Hi! I’m calling Haskell/Nix(OS) users to suggest feature ideas for a CLI tool I’m writing to build and deploy distributed fleets of NixOS machines. Provisional name is fleet
, but I’ve just noticed that there are existing tools with the same name so I’m open to suggestions.
In my home I currently have 6 machines running NixOS (workstation, laptop, router, and 3 raspberry pis running a distributed sound system). I love the idea of being able to configure them all in one Nix repository, such that they can reference each other, share code, and access common variables etc. I tried various existing deployment tools: NixOps, Colmena, Bento and Comin to name a few - but found them all sub-optimal in one way or another, at least for my needs.
For example:
NixOps is in “low-maintenance mode”;
Comin works on a pull-based model with I didn’t find very “nix-y”;
Bento also works on a pull-based model, and furthermore is written in Bash which I find slightly unnerving;
Colmena doesn’t support health checks.
Also, none of the above are written in Haskell.
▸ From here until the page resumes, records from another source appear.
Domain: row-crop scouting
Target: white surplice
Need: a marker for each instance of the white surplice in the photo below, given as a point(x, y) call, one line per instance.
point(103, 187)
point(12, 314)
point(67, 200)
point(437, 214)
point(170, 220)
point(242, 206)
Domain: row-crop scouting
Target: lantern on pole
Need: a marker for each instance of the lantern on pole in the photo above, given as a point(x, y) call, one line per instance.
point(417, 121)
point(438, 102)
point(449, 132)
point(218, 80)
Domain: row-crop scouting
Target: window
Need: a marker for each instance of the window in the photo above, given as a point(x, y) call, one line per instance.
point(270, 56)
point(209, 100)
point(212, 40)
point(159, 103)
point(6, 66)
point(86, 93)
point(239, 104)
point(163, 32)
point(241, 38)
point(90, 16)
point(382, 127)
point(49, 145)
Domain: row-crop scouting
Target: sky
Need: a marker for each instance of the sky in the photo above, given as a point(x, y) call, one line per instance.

I ended up settling on Colmena, which I believe is the best overall, but still I dreamed of better. So, let’s do it. The idea is to combine all the best features of all the best deployment tools, together with beautiful code written in the best language of them all.
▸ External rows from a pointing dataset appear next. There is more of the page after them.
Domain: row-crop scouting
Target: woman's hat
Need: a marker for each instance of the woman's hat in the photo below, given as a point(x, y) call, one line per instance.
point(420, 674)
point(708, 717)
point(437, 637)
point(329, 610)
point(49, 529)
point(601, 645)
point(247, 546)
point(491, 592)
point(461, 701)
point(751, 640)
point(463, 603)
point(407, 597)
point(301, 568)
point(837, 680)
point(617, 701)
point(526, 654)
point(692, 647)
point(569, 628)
From the Nix side, the design will be very similar to the other tools, effectively “fleet-wide configuration and metadata”, “normal NixOS configuration for each node”, and “misc fun deployment stuff”. The last of these is the part for which I’m asking for suggestions.
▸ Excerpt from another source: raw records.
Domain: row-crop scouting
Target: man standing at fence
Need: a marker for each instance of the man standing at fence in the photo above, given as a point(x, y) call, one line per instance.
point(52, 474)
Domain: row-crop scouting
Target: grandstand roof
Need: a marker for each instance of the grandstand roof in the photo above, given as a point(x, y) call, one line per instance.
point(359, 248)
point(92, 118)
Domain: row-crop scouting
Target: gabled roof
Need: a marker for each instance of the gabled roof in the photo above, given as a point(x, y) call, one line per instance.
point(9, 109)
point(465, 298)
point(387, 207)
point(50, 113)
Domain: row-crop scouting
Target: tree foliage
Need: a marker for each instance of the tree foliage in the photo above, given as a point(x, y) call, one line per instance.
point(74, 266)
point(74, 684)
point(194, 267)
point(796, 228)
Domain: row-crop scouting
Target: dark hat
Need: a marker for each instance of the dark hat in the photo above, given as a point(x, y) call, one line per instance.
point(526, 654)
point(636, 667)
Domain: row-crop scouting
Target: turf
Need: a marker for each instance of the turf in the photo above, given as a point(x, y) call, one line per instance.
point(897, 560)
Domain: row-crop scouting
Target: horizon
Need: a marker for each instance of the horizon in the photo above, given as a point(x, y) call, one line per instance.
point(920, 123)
I have a list of features in mind, including but not limited to:
- configurable health checks, implemented by a daemon running on the nodes (written in Haskell of course);
- deployment hooks, i.e. arbitrary commands or scripts run on the nodes before/after deployment;
- secrets, i.e. sensitive files copied to the nodes without ending up in the nix store on the node or the deployment client;
- minimising the number of times the user is prompted for a sudo password, by creating a system user on the node with password-less sudo to nix commands;
- automatically configure SSH access between nodes, including generation of key pairs;
- configurable delegation of NixOS builds to specific nodes in or out of the fleet;
I currently have a minimum viable product implementing a few of these features, and I’m working on the rest. I’m aware of the pitfalls of trying to cram too many ideas into one tool, but I feel there’s still some wiggle-room for a few other killer features.
So, if you manage a fleet of NixOS machines and always wished for a way to do a particular thing, or generally you have an idea for the design of this deployment tool, please let me know below! Also if there are any existing tools with great features not on the list above, that’d be useful information too.
If anyone’s interested, I’ll elaborate further on the current design, or post status updates (or health checks!).
Thanks!